Wednesday, January 03, 2007

ExxonMobil accused of misrepresenting scientific studies, cherry picking facts; but what of law profs?

The AP reported on Jan. 3: ExxonMobil Corp. gave $16 million to 43 ideological groups between 1998 and 2005 in a coordinated effort to mislead the public by discrediting the science behind global warming, the Union of Concerned Scientists asserted Jan. 3, 2007.

The AP also noted: Alden Meyer, the Union of Concerned Scientists' strategy and policy director, said in a teleconference that ExxonMobil based its tactics on those of tobacco companies, spreading uncertainty by misrepresenting peer-reviewed scientific studies or cherry-picking facts.
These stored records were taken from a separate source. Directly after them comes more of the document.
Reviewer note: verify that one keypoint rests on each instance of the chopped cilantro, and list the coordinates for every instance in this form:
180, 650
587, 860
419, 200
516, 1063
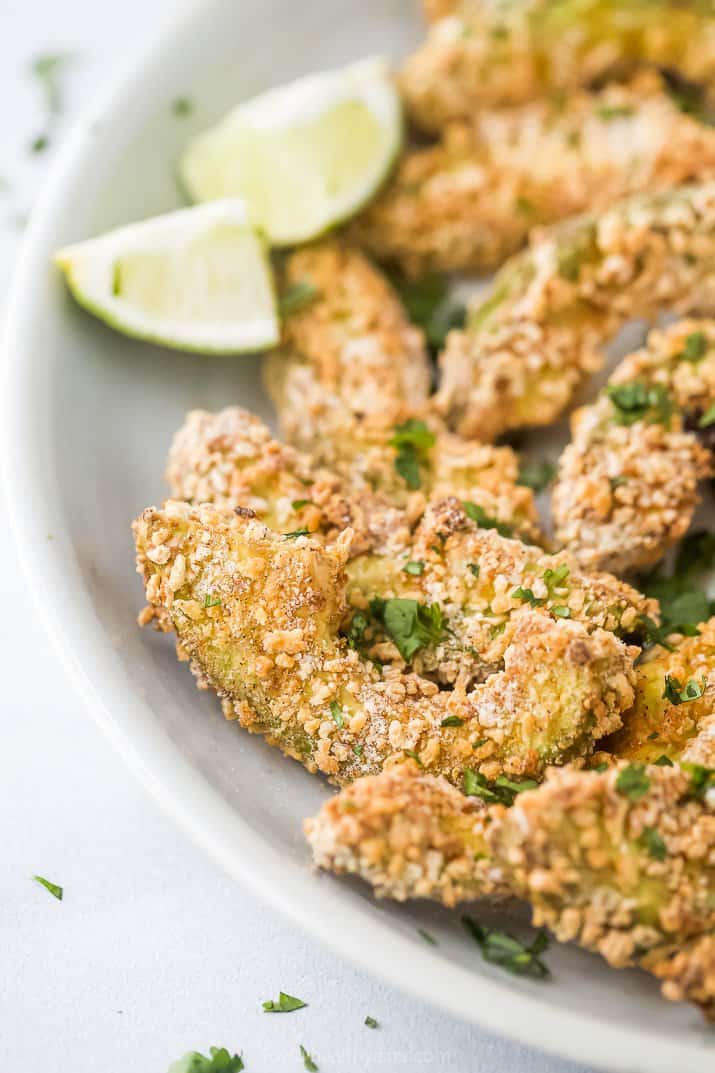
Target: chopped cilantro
632, 781
220, 1061
40, 143
653, 842
297, 296
638, 400
181, 106
676, 693
505, 950
336, 713
307, 1060
708, 417
286, 1003
484, 520
412, 439
536, 475
411, 625
526, 596
502, 790
696, 347
608, 112
48, 70
702, 779
427, 305
56, 891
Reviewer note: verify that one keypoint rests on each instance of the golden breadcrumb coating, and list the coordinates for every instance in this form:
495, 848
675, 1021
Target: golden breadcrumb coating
493, 54
621, 862
349, 365
627, 484
675, 725
230, 458
540, 334
469, 202
259, 616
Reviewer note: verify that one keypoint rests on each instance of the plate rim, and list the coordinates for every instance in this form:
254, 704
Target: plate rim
52, 575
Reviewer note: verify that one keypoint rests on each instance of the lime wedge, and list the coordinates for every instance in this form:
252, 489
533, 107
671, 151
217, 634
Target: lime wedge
199, 279
305, 156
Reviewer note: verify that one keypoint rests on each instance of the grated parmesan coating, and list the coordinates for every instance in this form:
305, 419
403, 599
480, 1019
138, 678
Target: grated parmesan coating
626, 493
534, 342
470, 201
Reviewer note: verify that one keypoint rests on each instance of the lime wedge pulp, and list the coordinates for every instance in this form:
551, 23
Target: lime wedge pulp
198, 279
305, 156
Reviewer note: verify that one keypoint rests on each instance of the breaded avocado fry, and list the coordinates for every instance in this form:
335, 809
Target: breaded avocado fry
539, 335
260, 614
485, 53
470, 201
627, 484
621, 862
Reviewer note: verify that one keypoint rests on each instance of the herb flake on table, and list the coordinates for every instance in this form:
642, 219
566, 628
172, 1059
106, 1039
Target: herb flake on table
220, 1061
502, 949
308, 1061
286, 1003
56, 891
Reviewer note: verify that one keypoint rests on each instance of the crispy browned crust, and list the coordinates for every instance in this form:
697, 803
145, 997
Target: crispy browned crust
470, 201
625, 494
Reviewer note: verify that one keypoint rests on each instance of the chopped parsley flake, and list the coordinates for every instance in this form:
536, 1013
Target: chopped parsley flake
220, 1061
412, 440
505, 950
632, 782
409, 623
336, 713
297, 296
452, 721
286, 1003
638, 400
608, 112
676, 693
696, 347
502, 790
536, 475
484, 520
181, 106
653, 843
526, 596
307, 1060
56, 891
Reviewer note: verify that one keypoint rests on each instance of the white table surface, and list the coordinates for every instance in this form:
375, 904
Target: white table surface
154, 951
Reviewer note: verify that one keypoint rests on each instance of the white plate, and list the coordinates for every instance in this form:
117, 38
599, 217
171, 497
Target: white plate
88, 416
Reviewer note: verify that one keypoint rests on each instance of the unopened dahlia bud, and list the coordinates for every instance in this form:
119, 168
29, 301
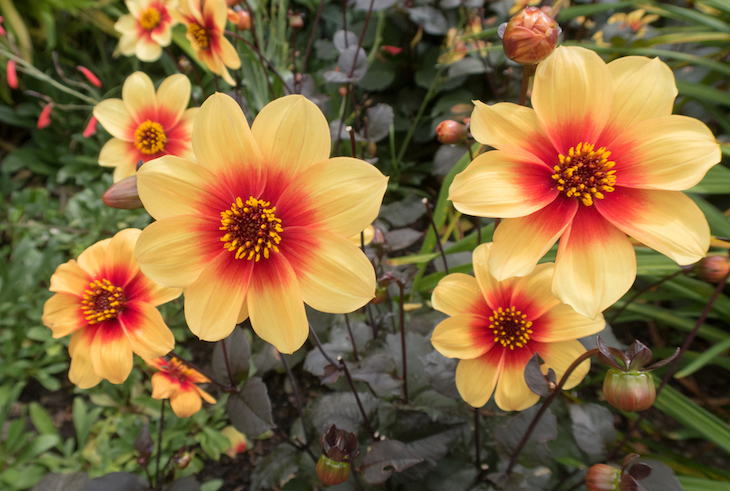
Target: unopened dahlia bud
123, 195
602, 477
629, 391
530, 36
712, 268
339, 449
450, 132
IPBiz notes it is big news when a large company such as Exxon is accused of slanting facts to support its position.

However, think about some of the "facts" in the patent reform debate.
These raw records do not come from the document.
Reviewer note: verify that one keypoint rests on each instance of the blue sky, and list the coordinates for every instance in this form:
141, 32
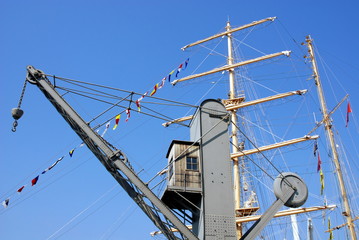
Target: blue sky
129, 45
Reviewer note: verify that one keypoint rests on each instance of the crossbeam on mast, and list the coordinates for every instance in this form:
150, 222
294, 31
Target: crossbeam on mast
231, 107
231, 66
342, 225
272, 146
278, 214
285, 213
230, 31
266, 99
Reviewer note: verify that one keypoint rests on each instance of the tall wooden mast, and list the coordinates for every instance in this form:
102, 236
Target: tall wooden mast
232, 96
330, 135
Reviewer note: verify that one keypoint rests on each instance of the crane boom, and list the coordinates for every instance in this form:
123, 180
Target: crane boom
115, 162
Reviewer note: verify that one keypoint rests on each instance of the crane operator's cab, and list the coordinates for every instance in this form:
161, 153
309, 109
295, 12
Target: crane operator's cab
183, 175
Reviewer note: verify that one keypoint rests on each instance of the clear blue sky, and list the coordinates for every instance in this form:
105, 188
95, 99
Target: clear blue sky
129, 45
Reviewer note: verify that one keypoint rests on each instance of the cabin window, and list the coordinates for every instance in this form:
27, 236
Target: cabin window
192, 163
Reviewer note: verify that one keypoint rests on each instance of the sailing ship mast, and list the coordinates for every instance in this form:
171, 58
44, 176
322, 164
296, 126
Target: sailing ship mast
328, 128
235, 102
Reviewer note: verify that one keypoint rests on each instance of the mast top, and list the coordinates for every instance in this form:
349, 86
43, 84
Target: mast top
230, 31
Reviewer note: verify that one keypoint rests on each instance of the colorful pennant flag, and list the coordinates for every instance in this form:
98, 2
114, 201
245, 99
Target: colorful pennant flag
139, 100
154, 90
20, 189
34, 181
128, 112
349, 110
179, 69
319, 165
162, 83
71, 152
321, 181
186, 63
169, 75
315, 148
117, 120
331, 237
5, 203
104, 131
54, 164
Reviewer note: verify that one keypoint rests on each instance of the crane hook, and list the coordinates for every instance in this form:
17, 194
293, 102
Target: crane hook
16, 114
14, 125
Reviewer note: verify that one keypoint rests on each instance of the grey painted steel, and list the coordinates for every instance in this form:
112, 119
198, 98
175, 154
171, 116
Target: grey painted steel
258, 226
210, 125
113, 160
280, 185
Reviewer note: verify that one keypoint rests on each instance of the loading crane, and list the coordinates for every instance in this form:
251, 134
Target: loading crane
212, 215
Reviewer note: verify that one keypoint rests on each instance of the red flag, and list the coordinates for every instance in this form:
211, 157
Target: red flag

Recall a post on IPBiz in December 2005:

In "Application of the Government License Defense to Federally
Funded Nanotechnology Research: The Case for a Limited Patent Compulsory
Licensing Regime," 53 UCLA L. Rev. 279 (Oct. 2005), we have the text:

-->
As described in the introduction of this Comment, the rate of
nanotechnology patent applications and patent issuances is increasing. The USPTO patent grant rate for the entire pool of applications is approximately 52 percent per year, and the likelihood of a single, diligently prosecuted patent being granted over the course of the years it is reviewed at the USPTO may be as high as 97 percent (taking into account continuing patent applications). n45

n45. In 2003, the USPTO granted 173,072 of the 333,452 utility,
plant, and reissue patent applications it received for an approval rate of approximately 52 percent. See U.S. Patent & Trademark Office, Fiscal Year 2003, supra note 14. For discussion of the 97 percent grant rate, see Note, Estopping the Madness at the PTO: Improving Patent Administration Through Prosecution History Estoppel,
116 Harv. L. Rev. 2164, 2165 (2003) (citing Cecil D. Quillen, Jr. &
Ogden H. Webster, Continuing Patent Applications and Performance of the U.S. Patent Trademark Office, 11 Fed. Cir. B.J. 1, 12-13 (2001-2002)).
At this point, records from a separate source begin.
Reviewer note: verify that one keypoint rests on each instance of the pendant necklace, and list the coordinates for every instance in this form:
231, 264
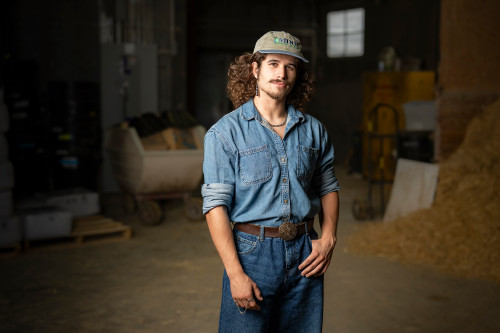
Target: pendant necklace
279, 125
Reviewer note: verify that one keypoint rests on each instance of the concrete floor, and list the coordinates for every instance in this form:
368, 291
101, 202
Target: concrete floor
167, 279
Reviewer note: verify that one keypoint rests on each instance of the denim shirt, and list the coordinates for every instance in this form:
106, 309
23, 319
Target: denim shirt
261, 178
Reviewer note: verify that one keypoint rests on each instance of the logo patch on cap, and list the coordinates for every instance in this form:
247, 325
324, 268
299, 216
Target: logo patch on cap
286, 42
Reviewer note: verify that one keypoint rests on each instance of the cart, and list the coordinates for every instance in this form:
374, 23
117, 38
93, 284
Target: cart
146, 177
382, 150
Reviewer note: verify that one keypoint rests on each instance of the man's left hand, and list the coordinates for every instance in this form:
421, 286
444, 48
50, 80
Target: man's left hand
318, 261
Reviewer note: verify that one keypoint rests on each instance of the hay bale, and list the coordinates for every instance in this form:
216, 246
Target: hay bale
460, 233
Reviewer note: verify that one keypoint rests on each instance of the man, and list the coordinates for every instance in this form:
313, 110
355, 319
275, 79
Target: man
268, 169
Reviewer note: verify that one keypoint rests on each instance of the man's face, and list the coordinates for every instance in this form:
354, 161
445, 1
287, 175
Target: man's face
276, 75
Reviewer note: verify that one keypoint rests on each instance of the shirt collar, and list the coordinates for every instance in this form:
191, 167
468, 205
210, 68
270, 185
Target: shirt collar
249, 111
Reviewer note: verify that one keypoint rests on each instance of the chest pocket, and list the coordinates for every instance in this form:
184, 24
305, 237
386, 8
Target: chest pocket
255, 165
306, 162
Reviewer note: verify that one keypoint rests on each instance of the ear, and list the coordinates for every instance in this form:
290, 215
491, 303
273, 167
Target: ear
255, 69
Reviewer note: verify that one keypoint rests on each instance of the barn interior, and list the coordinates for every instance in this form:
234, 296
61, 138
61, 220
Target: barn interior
103, 109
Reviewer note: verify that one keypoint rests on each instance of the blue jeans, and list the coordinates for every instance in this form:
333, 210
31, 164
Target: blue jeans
292, 303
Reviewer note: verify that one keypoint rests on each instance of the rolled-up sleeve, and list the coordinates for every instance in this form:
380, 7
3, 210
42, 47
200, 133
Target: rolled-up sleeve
324, 180
218, 172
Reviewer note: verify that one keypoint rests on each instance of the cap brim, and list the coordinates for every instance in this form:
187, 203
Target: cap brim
284, 52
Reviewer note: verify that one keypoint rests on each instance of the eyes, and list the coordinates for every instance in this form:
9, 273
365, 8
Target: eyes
290, 67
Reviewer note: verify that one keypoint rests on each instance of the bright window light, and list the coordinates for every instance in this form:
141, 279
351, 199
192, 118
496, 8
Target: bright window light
345, 33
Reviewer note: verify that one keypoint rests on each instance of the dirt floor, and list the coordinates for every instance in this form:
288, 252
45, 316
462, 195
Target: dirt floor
168, 279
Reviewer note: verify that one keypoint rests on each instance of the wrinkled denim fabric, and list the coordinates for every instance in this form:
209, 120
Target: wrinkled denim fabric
261, 178
291, 302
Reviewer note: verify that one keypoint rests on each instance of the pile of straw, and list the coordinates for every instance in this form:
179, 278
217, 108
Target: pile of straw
460, 233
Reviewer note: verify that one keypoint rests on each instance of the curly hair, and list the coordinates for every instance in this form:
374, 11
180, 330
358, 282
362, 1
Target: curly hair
241, 82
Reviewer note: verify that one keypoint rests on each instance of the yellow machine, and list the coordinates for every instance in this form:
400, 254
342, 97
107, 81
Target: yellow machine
393, 89
384, 94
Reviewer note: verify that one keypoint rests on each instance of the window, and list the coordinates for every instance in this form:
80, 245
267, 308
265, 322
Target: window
345, 33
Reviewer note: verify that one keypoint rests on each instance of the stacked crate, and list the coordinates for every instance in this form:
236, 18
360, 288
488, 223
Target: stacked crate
75, 134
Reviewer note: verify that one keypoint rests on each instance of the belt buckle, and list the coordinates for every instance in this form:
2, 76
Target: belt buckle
287, 231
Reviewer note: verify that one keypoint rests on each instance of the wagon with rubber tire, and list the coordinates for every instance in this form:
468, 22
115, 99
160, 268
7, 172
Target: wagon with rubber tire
147, 177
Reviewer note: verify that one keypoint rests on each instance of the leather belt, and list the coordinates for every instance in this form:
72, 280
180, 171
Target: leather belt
286, 231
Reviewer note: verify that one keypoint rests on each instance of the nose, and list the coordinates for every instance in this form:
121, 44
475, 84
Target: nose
282, 72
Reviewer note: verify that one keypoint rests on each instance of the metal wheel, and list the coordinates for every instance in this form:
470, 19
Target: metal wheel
193, 209
362, 210
150, 212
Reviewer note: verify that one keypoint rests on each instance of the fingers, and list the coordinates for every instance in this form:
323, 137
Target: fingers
315, 264
256, 292
247, 303
249, 300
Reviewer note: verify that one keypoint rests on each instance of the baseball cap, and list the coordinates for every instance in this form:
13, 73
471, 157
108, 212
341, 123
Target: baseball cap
280, 42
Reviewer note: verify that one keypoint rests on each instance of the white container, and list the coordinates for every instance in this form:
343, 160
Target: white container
79, 202
6, 176
420, 115
4, 149
4, 117
10, 231
45, 223
6, 207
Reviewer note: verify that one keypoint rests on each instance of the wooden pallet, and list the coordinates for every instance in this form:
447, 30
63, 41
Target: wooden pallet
87, 230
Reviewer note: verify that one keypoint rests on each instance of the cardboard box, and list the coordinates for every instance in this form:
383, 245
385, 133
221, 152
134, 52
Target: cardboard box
10, 231
79, 202
45, 223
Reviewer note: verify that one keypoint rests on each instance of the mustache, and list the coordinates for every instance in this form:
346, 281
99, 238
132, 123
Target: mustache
279, 81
**One notes that the 97% number of Quillen and Webster had been modified by Quillen and Webster before the 2003 "Estopping the Madness at the PTO" Note and long before the 2005 UCLA paper. The UCLA paper does not cite the second Quillen/Webster paper, the Clarke paper, or my three papers. It cites the Harvard note as the primary reference, even though the Harvard note does not support the proposition, and the Quillen/Webster article certainly does not support the proposition.


IPBiz notes there never has been anything to discuss as "the 97 percent grant rate." It did NOT exist in the first paper by Quillen and Webster. It certainly did NOT exist in October 2005. But there it is in the UCLA Law Review AND in the Harvard Law Review. It is hard to distinguish this "slanting" and "cherry picking" from what Exxon is accused of doing.

One can also look

here
here and
here.

***
Of the difference between law profs and Exxon, one IPBiz reader wrote:

The law profs on grant rate are obviously WRONG. The Exxon supported science, is not clearly wrong, data is still coming in, etc.

IPBiz apologizes to the parrots of the world for any comparison to sub-Exxon law profs. But, note 3/4 of them were asleep, and they were green and wearing masks. Nevertheless, even a parrot knows he/she can't get more seeds than are in the seed jar. Law profs haven't mastered basic thermodynamic skills, and still believe in the free lunch.